The main goal of the workshop was to get me prepared to be able to look for, find, and go after a job prospect. this included being able to get a chance at an interview, and taking advantage of all that I was able to retain from the workshop.
No matter how hard I try, I still get incredibly over run with anxiety from time to time, usually over silly things. I let the obstacles of the workshop get the best of me, and was not able to fully take in all that the workshop had to offer me. I did let the Division know about my short comings with the workshop, but I also let them know that overall, the workshop was done in a very professional manner, with a lot of hard work and preparations involved. There was only one other thing about the workshop that didn’t set right with me. On the last day, we were supposed to take part in mock interviews, and these were supposed to be video taped for ourselves to have a copy of. During my weeks prep, I never really settled on a career to focus on, seeing how I was never able to do the class work with the rest of the participants. This caused me to head into the interview with no real goal in mind for a career, therefore I was not really prepared for the interview, as far as what type of job I was interviewing for. I had stated that maybe I would do well in a career such as customer support, or sales tele-marketing, given my past sales experience, but it was never fully planned or discussed that this would be what I should focus on to prepare for the interview. Once again, I felt left out, and completely unprepared heading into the room for the interview.

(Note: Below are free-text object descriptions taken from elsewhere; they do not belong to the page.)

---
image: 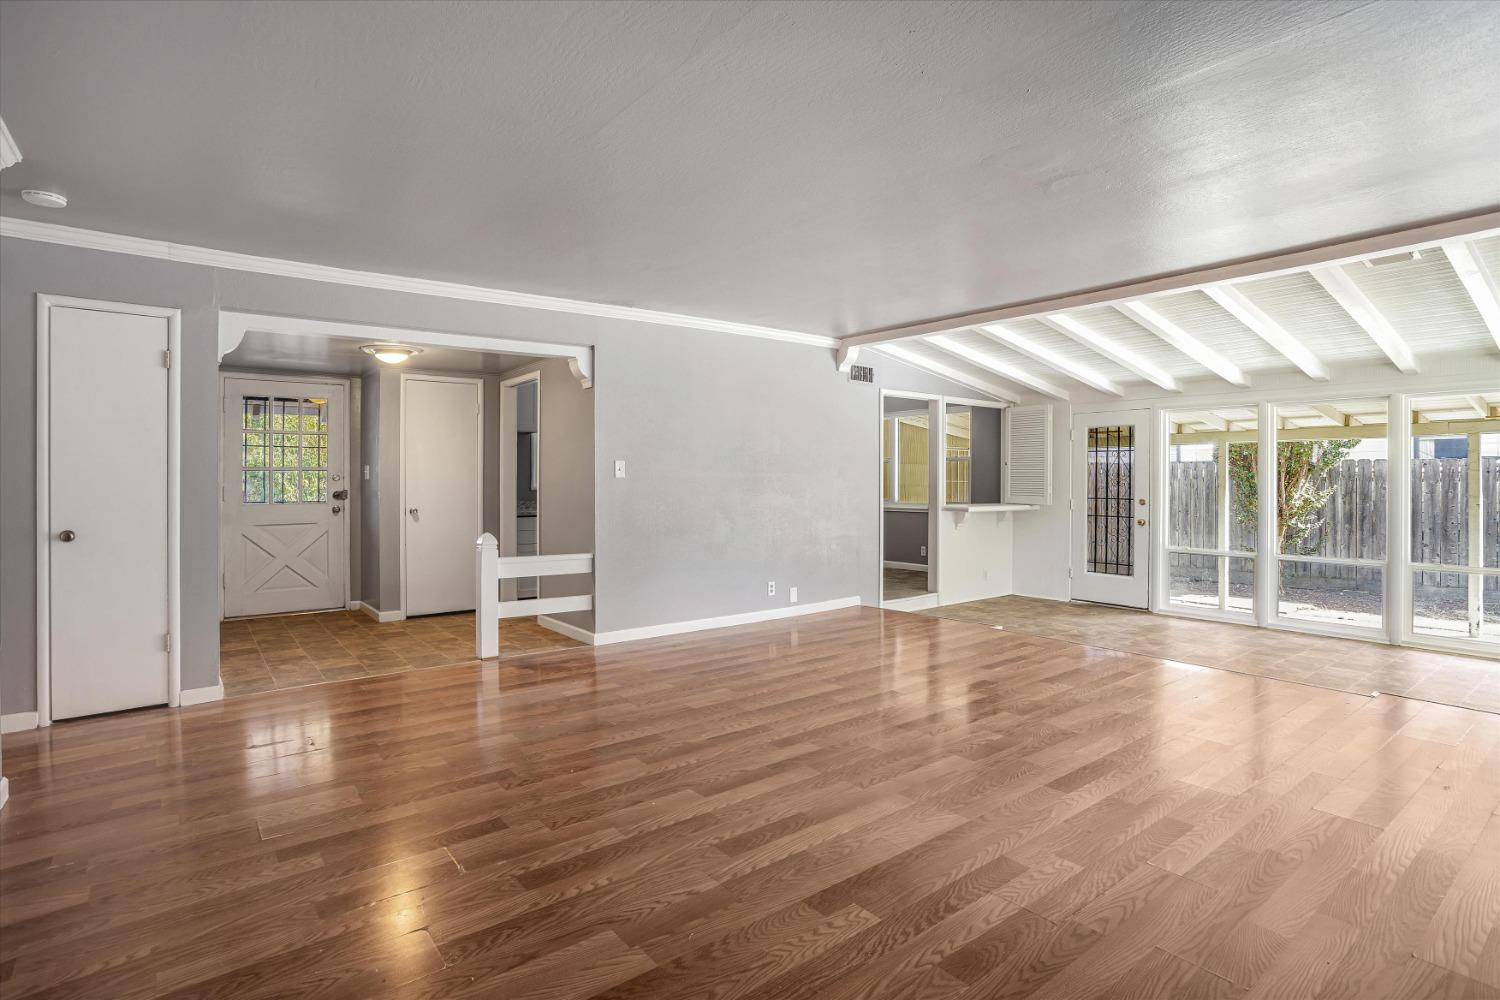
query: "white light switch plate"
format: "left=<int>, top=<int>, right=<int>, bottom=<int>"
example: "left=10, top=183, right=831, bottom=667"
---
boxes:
left=614, top=460, right=626, bottom=479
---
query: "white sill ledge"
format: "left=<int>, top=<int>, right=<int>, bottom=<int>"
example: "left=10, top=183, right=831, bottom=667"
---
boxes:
left=943, top=503, right=1040, bottom=512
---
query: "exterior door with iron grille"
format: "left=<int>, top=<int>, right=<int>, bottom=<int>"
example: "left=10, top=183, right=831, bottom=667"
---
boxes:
left=1070, top=410, right=1151, bottom=608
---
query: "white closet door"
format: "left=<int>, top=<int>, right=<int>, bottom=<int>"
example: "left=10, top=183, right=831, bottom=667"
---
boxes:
left=49, top=306, right=171, bottom=719
left=403, top=376, right=482, bottom=616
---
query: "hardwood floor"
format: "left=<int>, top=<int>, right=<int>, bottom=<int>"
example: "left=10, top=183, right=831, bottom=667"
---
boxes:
left=924, top=595, right=1500, bottom=714
left=219, top=610, right=582, bottom=698
left=3, top=608, right=1498, bottom=999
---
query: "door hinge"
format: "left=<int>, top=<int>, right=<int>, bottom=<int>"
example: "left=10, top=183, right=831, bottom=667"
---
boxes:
left=163, top=349, right=172, bottom=369
left=164, top=633, right=173, bottom=653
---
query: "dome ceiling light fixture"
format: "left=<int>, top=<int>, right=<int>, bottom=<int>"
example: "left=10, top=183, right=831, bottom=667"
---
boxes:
left=360, top=343, right=422, bottom=365
left=21, top=188, right=68, bottom=209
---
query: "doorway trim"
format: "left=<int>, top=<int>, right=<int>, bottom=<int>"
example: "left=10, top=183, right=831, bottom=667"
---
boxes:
left=36, top=294, right=181, bottom=727
left=398, top=373, right=485, bottom=617
left=499, top=369, right=543, bottom=602
left=216, top=370, right=356, bottom=618
left=878, top=389, right=941, bottom=609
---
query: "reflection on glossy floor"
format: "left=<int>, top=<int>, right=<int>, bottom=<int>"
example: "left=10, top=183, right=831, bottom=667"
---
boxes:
left=4, top=607, right=1498, bottom=999
left=883, top=566, right=931, bottom=600
left=219, top=609, right=581, bottom=697
left=923, top=595, right=1500, bottom=714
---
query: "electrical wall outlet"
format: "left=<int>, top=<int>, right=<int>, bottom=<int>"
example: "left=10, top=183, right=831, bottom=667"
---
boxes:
left=363, top=464, right=370, bottom=481
left=789, top=587, right=798, bottom=604
left=920, top=545, right=926, bottom=557
left=614, top=460, right=626, bottom=478
left=767, top=581, right=776, bottom=597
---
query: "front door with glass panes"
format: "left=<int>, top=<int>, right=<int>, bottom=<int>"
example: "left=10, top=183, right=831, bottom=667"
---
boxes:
left=221, top=376, right=348, bottom=618
left=1071, top=410, right=1151, bottom=607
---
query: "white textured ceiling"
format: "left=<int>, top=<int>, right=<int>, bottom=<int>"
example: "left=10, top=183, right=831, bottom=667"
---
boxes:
left=1, top=0, right=1497, bottom=338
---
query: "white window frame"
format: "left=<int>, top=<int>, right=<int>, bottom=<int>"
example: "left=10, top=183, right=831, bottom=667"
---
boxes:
left=1146, top=383, right=1499, bottom=660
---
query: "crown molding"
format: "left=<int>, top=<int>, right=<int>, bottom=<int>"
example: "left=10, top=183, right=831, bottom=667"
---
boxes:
left=0, top=215, right=837, bottom=349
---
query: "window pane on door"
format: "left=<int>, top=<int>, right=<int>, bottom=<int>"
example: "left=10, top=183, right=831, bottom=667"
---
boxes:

The interview was a disaster, as the video taping held up the process, due to a malfunctioning video camera. There I was, unprepared, and held up half way through the interview because of a faulty camera.
The interview was called off half way through, and I was left with an unreachable goal of a successful interview, which was supposed to be the cherry on top of the week long hot fudge sundae.
Although I walked away from the workshop confused and frustrated, I must be fully aware that the knowledge that I obtained should always be looked at as completely outweighing the negatives of the experience.
I found myself in my usual train of thought, which was to feel sorry for myself, and waiting for everyone else to notice poor old me, and like usual, it wouldn’t have done me one damn bit of good.